In the news:
NW books | Growing up on Tulalip Reservation; ‘Pig War’
Books of Seattle-area interest: “Tulalip, From My Heart,” “The Pig War” in paperback, “Larry Gets Lost in Prehistoric Times” and “Why Do I Sing.”
“Tulalip, From My Heart” by Harriette Shelton Dover (University of Washington Press, $50). In this hardcover book, Dover describes her life growing up on the Tulalip Reservation. She highlights the troubles the Tulalip Tribes encountered as they resettled, moving from their villages to the bayside reservation. Once there, the tribes faced hunger, poverty and persecution. Dover, born on the reservation in 1904, was the first Indian woman to serve on the Tulalip Board of Directors.
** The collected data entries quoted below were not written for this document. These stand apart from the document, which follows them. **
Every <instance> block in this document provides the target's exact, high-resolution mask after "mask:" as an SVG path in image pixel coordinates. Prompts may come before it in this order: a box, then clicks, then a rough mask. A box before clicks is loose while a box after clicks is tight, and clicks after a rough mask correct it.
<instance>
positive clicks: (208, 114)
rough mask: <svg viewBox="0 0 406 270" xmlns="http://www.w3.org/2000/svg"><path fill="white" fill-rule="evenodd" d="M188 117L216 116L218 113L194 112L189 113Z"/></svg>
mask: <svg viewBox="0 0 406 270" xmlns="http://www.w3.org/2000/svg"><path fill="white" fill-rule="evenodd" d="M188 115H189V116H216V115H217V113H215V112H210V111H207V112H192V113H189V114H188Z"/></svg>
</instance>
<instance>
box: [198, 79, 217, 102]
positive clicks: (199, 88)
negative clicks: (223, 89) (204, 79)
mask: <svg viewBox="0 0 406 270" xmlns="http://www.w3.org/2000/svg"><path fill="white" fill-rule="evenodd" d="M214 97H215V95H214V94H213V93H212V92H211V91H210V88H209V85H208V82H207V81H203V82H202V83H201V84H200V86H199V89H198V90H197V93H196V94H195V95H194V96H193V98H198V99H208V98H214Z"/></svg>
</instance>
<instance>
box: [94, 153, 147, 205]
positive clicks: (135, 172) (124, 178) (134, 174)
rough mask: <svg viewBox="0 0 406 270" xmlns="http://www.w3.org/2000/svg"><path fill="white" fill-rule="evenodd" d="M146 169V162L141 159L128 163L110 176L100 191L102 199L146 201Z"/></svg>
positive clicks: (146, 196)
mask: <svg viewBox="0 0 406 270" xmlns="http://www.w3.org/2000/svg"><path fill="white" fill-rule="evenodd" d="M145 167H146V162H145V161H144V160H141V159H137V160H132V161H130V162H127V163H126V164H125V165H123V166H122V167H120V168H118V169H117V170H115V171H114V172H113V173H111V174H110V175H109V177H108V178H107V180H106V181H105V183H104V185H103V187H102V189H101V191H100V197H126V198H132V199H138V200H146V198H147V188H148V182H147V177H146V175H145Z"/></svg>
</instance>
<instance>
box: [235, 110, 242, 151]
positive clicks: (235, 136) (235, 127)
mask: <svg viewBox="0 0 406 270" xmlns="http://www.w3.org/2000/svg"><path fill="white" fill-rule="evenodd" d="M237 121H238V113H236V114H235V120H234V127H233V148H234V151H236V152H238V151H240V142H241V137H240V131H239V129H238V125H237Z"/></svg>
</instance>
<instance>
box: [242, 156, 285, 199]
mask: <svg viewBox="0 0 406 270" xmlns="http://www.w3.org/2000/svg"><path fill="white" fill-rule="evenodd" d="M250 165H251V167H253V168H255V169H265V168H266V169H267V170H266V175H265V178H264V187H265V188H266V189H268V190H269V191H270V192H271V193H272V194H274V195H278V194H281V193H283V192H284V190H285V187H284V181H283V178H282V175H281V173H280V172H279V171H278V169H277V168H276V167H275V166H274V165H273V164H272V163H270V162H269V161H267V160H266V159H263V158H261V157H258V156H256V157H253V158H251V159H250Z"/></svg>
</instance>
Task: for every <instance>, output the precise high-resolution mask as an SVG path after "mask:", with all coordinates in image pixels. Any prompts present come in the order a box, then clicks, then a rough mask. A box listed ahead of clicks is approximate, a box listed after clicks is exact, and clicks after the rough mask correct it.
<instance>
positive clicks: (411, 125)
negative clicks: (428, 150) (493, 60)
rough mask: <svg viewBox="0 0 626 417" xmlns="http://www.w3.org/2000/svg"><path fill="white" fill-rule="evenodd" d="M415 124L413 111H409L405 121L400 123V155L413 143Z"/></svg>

“The Pig War” by Mike Vouri (Discover Your Northwest, $18.95). New in paperback: Vouri tells the story of a sequence of events in the San Juans during 1859, when a shot pig almost led to war between Great Britain and the U.S. This new edition includes additional photos, maps and illustrations. Vouri is the chief of interpretation and a historian for the San Juan Island National Historic Park. He lives on San Juan Island.
“Larry Gets Lost in Prehistoric Times: From Dinosaurs to the Stone Age” by Andrew Fox and John Skewes, illustrated by Skewes (Sasquatch, $16.99). For ages 4-9: Larry, a dog who famously got lost in Seattle, now time-travels to learn about dinosaurs, woolly mammoths and Homo sapiens in this picture book. Both authors live in Seattle.
“Why Do I Sing: Animal Songs of the Pacific Northwest” by Jennifer Blomgren, illustrated by Andrea Gabriel (Sasquatch, $16.99). For ages 4-8: With rhyming verse and beautiful paintings, the book celebrates the Northwest’s noisy natural inhabitants, from the “long, low voices” of fin whales to the bugles of a Roosevelt bull elk. Blomgren lives in Port Townsend and Gabriel lives in Bellingham.